Their tendency to “hallucinate” or make up facts.
By basing every answer on real, verifiable web pages and providing citations for its sources, Perplexity aims to be a more trustworthy and reliable source of information.
Interestingly, the company didn’t start with this grand vision. Their initial project was a much more technical tool for translating plain English into database queries.
However, the launch of ChatGPT in late 2022 was a turning point. The team noticed that one of the main criticisms of ChatGPT was its lack of sources. They realized their own internal prototype already solved this problem. In a decisive move, they abandoned four months of work on their original project to focus entirely on the challenge of building a true answer engine for the web. This single decision shaped the entire technical direction of the company.
Perplexity’s RAG Pipeline
The backbone of Perplexity’s service is a meticulously implemented Retrieval-Augmented Generation (RAG) pipeline. Here’s what RAG looks like on a high-level.
Behind the scenes of RAG at Perplexity is a multi-step process, which is executed for nearly every query to ensure that the generated answers are both relevant and factually grounded in current information.
The pipeline can be deconstructed into five distinct stages:
Query Intent Parsing: The process begins when a user submits a query. Instead of relying on simple keyword matching, the system first employs an LLM (which could be one of Perplexity’s own fine-tuned models or a third-party model such as GPT-4) to parse the user’s intent. This initial step moves beyond the lexical level to achieve a deeper semantic understanding of what the user is truly asking, interpreting context, nuance, and the underlying goal of the query.
Live Web Retrieval: Once the user’s intent is understood, the parsed query is dispatched to a powerful, real-time search index. This retrieval system scours the web for a set of relevant pages and documents that are likely to contain the answer. This live retrieval is a non-negotiable step in the process, ensuring that the information used for answer generation is always as fresh and up-to-date as possible.

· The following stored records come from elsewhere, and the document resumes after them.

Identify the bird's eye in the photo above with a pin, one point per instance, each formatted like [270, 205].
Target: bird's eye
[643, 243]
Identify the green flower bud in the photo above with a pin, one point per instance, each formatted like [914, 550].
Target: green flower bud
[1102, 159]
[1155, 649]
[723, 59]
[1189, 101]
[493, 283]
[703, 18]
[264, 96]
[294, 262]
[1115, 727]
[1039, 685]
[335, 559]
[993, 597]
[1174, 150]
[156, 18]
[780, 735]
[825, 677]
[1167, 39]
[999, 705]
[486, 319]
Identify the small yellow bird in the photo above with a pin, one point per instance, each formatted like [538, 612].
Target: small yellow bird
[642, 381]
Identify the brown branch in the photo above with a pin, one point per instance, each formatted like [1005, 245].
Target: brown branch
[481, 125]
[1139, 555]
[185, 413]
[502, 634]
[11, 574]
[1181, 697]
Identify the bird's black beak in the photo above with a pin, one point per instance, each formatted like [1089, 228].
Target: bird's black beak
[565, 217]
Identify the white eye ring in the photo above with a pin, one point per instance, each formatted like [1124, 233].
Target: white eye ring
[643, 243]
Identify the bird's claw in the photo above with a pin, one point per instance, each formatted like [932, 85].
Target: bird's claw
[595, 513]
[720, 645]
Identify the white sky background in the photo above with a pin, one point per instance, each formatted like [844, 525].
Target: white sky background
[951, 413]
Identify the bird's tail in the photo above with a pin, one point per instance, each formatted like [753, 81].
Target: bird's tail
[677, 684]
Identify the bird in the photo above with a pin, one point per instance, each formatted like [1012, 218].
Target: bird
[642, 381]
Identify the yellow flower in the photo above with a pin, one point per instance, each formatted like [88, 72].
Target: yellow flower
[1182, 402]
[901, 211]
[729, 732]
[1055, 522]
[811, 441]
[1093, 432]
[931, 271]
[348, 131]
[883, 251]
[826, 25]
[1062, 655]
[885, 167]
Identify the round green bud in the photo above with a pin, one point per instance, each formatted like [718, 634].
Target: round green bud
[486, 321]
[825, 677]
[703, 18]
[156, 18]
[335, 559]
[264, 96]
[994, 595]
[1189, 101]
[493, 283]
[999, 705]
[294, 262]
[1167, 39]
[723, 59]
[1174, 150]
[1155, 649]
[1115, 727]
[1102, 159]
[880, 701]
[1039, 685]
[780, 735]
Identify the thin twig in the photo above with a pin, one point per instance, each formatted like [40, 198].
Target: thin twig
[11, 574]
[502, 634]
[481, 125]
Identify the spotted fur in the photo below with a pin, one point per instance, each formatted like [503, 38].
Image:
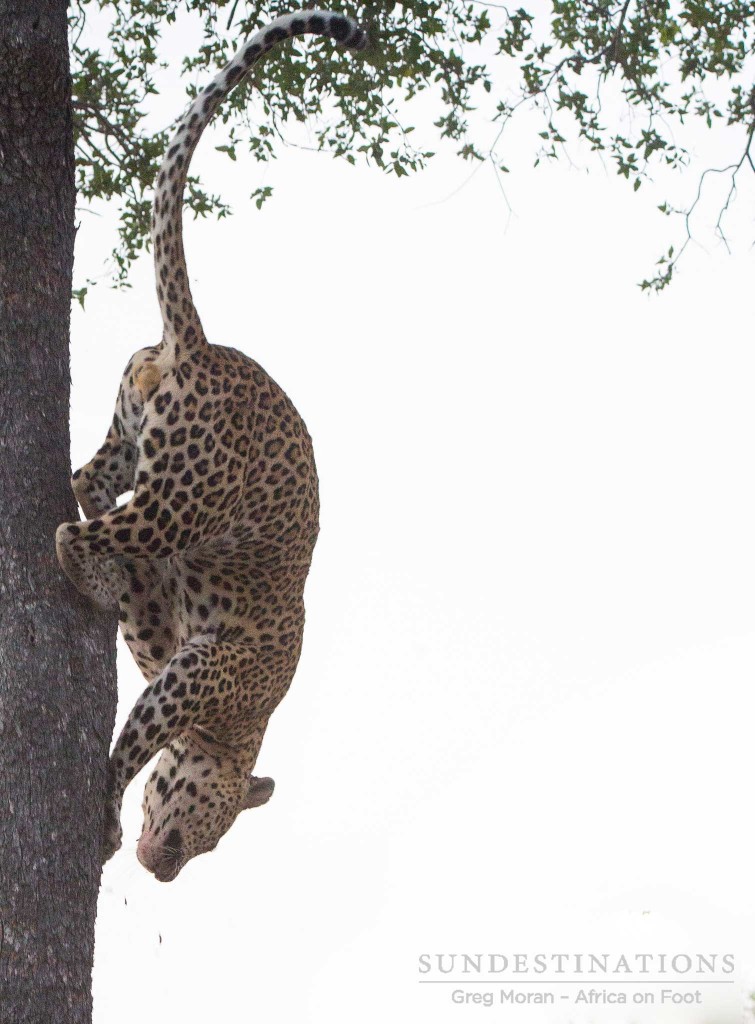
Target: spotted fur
[207, 561]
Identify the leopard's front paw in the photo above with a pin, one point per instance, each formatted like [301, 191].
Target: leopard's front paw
[93, 578]
[113, 832]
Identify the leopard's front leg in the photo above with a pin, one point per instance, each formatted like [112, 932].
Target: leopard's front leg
[183, 695]
[98, 483]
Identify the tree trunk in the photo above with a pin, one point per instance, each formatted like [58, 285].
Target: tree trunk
[57, 679]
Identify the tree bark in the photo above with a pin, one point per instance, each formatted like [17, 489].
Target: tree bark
[57, 678]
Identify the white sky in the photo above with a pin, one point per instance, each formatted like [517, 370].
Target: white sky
[522, 720]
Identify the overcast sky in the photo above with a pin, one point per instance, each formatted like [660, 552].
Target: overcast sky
[522, 720]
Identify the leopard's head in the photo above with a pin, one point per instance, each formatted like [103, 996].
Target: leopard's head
[191, 800]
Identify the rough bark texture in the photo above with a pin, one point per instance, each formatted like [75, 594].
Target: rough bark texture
[57, 683]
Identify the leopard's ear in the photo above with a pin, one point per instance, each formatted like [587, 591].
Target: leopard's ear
[148, 380]
[259, 792]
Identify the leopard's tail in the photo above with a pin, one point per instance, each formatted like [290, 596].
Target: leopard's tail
[182, 329]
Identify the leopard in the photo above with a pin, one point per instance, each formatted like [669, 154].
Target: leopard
[206, 561]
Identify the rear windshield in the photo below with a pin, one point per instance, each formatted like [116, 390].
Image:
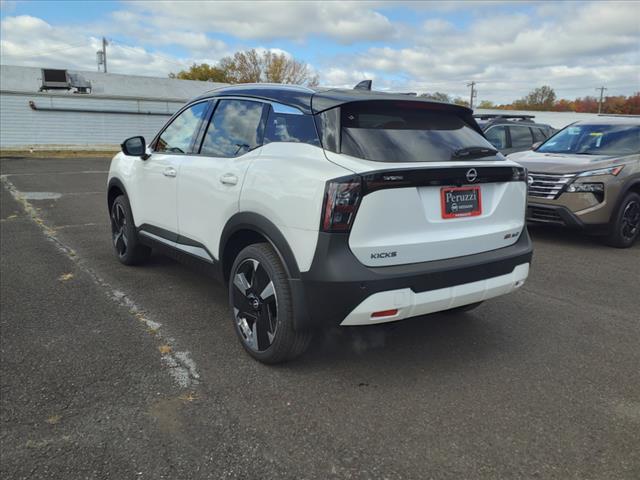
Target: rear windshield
[595, 140]
[385, 133]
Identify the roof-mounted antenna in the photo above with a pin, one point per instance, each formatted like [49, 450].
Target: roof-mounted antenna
[364, 85]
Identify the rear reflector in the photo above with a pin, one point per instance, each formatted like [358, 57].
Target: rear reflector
[384, 313]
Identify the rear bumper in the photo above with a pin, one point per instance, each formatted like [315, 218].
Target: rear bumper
[406, 303]
[337, 284]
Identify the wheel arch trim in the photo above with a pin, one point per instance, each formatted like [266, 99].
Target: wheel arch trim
[115, 182]
[263, 226]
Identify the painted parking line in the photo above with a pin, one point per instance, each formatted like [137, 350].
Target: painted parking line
[179, 363]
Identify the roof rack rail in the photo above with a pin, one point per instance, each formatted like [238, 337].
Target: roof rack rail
[499, 116]
[618, 115]
[364, 85]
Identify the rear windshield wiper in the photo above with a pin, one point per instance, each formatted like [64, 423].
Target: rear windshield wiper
[473, 152]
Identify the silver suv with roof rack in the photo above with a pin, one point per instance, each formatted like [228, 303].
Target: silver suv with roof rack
[512, 133]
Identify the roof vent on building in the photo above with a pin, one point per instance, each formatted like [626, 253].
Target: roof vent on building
[53, 79]
[81, 84]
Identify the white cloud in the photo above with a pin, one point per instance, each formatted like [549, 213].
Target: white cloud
[31, 41]
[345, 22]
[578, 47]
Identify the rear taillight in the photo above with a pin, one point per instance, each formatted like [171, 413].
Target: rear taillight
[341, 200]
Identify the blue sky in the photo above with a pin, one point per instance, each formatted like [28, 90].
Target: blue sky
[508, 48]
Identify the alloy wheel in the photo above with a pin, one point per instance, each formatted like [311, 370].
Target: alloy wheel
[119, 229]
[255, 305]
[631, 220]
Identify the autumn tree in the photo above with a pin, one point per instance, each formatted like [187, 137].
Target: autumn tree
[461, 101]
[252, 66]
[203, 72]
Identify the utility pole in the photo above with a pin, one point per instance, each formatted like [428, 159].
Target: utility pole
[473, 93]
[104, 53]
[602, 89]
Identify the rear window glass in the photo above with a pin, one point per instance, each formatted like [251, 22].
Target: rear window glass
[595, 140]
[286, 127]
[520, 137]
[386, 133]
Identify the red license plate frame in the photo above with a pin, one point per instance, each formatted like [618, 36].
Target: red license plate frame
[447, 208]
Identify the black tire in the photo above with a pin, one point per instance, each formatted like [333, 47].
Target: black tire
[124, 236]
[464, 308]
[625, 225]
[261, 306]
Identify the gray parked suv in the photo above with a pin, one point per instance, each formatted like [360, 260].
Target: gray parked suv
[513, 133]
[587, 176]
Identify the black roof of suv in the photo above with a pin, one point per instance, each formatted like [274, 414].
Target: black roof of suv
[488, 120]
[318, 99]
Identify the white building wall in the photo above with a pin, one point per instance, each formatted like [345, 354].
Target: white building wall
[151, 100]
[22, 127]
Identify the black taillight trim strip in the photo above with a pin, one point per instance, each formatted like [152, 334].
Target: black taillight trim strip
[435, 177]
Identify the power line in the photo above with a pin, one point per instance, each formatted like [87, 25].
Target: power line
[36, 54]
[136, 50]
[473, 93]
[602, 89]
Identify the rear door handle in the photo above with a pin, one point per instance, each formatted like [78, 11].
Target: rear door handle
[170, 172]
[229, 179]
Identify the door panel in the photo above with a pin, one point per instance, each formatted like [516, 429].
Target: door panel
[521, 138]
[157, 177]
[210, 183]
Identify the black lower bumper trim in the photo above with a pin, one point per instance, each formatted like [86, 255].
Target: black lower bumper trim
[337, 282]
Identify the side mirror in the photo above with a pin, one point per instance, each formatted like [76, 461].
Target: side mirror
[135, 147]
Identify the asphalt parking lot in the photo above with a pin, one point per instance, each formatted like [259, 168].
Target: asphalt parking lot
[110, 371]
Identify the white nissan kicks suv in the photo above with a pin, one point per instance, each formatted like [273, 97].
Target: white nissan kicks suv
[324, 207]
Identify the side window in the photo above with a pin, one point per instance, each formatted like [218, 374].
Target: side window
[497, 136]
[520, 137]
[538, 134]
[287, 127]
[177, 137]
[235, 129]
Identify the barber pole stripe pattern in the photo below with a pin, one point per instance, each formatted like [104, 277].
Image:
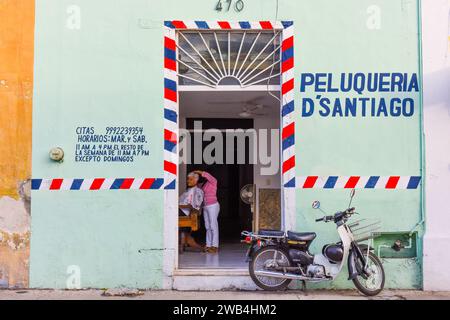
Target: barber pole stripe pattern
[358, 182]
[287, 111]
[225, 25]
[98, 184]
[170, 109]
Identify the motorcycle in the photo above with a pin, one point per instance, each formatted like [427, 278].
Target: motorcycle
[277, 257]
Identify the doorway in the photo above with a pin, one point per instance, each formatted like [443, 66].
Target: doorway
[239, 116]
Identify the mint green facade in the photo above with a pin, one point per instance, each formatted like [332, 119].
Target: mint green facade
[109, 72]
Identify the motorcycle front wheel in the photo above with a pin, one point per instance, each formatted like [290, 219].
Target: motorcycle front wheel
[269, 259]
[374, 283]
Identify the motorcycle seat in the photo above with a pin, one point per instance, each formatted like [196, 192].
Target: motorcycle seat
[301, 236]
[271, 233]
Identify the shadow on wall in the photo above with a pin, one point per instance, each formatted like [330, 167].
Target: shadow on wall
[15, 238]
[436, 88]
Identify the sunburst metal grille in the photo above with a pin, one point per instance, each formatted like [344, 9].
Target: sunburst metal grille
[217, 58]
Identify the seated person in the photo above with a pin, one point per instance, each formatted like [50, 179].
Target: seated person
[191, 200]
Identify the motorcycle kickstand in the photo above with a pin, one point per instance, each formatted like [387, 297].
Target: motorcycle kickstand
[304, 287]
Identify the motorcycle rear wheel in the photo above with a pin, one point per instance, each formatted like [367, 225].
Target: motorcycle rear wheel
[261, 258]
[375, 283]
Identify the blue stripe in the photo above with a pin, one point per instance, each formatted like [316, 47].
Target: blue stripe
[288, 142]
[287, 54]
[287, 24]
[202, 24]
[169, 24]
[372, 182]
[170, 186]
[287, 108]
[244, 24]
[36, 184]
[116, 184]
[290, 183]
[170, 54]
[170, 115]
[169, 146]
[413, 182]
[157, 183]
[331, 182]
[170, 84]
[76, 184]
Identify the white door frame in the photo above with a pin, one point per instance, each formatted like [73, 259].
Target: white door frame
[171, 129]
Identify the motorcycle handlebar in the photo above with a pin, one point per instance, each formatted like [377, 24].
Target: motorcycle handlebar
[325, 218]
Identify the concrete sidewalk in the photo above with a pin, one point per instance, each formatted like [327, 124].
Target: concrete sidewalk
[220, 295]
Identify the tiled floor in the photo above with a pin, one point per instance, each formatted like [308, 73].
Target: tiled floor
[229, 256]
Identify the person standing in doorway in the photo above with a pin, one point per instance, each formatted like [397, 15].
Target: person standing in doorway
[211, 210]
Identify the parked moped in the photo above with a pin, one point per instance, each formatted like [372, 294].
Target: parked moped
[276, 258]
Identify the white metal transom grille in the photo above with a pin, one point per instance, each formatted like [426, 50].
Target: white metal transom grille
[225, 58]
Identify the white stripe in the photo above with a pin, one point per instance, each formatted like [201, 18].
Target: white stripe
[213, 25]
[67, 183]
[381, 183]
[86, 184]
[45, 184]
[341, 181]
[170, 74]
[190, 24]
[300, 181]
[288, 32]
[136, 183]
[403, 182]
[107, 183]
[362, 182]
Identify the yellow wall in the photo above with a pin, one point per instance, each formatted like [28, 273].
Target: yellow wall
[16, 90]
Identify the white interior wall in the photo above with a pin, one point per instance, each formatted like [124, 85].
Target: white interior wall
[195, 104]
[436, 71]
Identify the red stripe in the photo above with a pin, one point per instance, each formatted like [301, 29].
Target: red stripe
[56, 184]
[392, 182]
[170, 43]
[287, 65]
[147, 183]
[288, 131]
[170, 95]
[351, 183]
[170, 167]
[170, 136]
[288, 43]
[266, 25]
[170, 64]
[224, 24]
[126, 184]
[310, 182]
[288, 164]
[97, 184]
[178, 24]
[287, 86]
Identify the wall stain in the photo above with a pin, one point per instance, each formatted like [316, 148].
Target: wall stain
[16, 92]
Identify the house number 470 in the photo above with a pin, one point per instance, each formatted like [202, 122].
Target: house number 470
[238, 5]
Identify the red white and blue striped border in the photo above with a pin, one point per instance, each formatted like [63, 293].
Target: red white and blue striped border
[99, 184]
[227, 25]
[305, 182]
[287, 108]
[170, 109]
[358, 182]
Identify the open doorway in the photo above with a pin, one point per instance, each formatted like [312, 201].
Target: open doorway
[241, 116]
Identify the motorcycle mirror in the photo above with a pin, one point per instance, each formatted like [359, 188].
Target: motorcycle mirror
[316, 204]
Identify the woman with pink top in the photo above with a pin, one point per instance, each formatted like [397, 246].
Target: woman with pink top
[211, 210]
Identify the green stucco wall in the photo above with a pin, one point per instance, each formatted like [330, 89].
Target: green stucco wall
[110, 72]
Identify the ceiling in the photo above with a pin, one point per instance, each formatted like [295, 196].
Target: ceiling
[227, 104]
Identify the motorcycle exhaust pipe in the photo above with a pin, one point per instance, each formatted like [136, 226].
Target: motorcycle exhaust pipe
[281, 275]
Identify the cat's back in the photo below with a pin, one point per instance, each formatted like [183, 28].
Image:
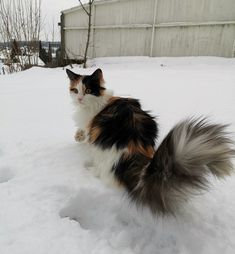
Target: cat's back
[121, 122]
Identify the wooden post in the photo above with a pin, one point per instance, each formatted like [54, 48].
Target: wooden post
[153, 28]
[62, 34]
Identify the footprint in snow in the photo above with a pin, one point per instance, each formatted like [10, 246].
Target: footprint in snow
[95, 210]
[5, 174]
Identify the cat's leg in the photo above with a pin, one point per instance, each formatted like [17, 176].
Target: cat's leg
[81, 136]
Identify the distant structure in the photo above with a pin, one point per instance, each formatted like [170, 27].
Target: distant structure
[151, 28]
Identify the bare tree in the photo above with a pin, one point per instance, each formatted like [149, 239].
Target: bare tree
[21, 20]
[88, 11]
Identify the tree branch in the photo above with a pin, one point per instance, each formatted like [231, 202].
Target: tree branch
[84, 7]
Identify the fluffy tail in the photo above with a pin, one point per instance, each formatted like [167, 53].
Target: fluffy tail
[181, 164]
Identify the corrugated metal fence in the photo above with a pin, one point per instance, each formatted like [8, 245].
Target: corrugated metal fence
[152, 28]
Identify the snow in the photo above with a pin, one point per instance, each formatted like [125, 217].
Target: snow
[50, 203]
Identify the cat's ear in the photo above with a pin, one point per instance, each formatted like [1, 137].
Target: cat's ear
[98, 74]
[72, 76]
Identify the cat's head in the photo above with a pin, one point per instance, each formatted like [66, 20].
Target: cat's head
[85, 88]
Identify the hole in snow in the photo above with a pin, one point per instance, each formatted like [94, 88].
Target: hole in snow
[94, 210]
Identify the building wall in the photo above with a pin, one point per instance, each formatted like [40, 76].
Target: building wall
[152, 28]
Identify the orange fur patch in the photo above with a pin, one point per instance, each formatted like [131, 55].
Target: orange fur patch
[94, 133]
[134, 148]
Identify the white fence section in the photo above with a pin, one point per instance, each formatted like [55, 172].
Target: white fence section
[151, 28]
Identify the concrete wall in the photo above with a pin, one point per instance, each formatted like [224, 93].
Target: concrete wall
[152, 28]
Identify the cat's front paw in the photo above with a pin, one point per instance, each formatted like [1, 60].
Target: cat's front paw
[80, 136]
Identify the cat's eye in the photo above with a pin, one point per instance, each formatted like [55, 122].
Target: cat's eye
[88, 90]
[75, 90]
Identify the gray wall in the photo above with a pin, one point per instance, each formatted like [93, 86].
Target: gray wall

Snippet Extraction and Contextualization: The system does not pass the full text of the retrieved web pages to the generative model. Instead, it utilizes algorithms to extract the most relevant snippets, paragraphs, or chunks of text from these sources. These concise snippets, which directly pertain to the user’s query, are then aggregated to form the “context” that will be provided to the LLM.
Synthesized Answer Generation with Citations: The curated context is then passed to the chosen generative LLM. The model’s task is to generate a natural-language, conversational response based only on the information contained within that provided context. This is a strict and defining principle of the architecture: “you are not supposed to say anything that you didn’t retrieve”. To enforce this principle and provide transparency, a crucial feature is the attachment of inline citations to the generated text. These citations link back to the source documents, allowing users to verify every piece of information and delve deeper into the source material if they choose.
Conversational Refinement: The Perplexity system is designed for dialogue, not single-shot queries. It maintains the context of the ongoing conversation, allowing users to ask follow-up questions. When a follow-up is asked, the system refines its answers through a combination of the existing conversational context and new, iterative web searches.
The diagram below shows a general view of how RAG works in principle:
The Orchestration Layer
Perplexity’s core technical competency is not the development of a single, superior LLM but rather the orchestration of combining various LLMs with a high-performance search system to deliver fast, accurate, and cost-efficient answers. This is a complex challenge that needs to balance the high computational cost of LLMs with the low-latency demands of a real-time search product.
To solve this, the architecture is explicitly designed to be model-agnostic.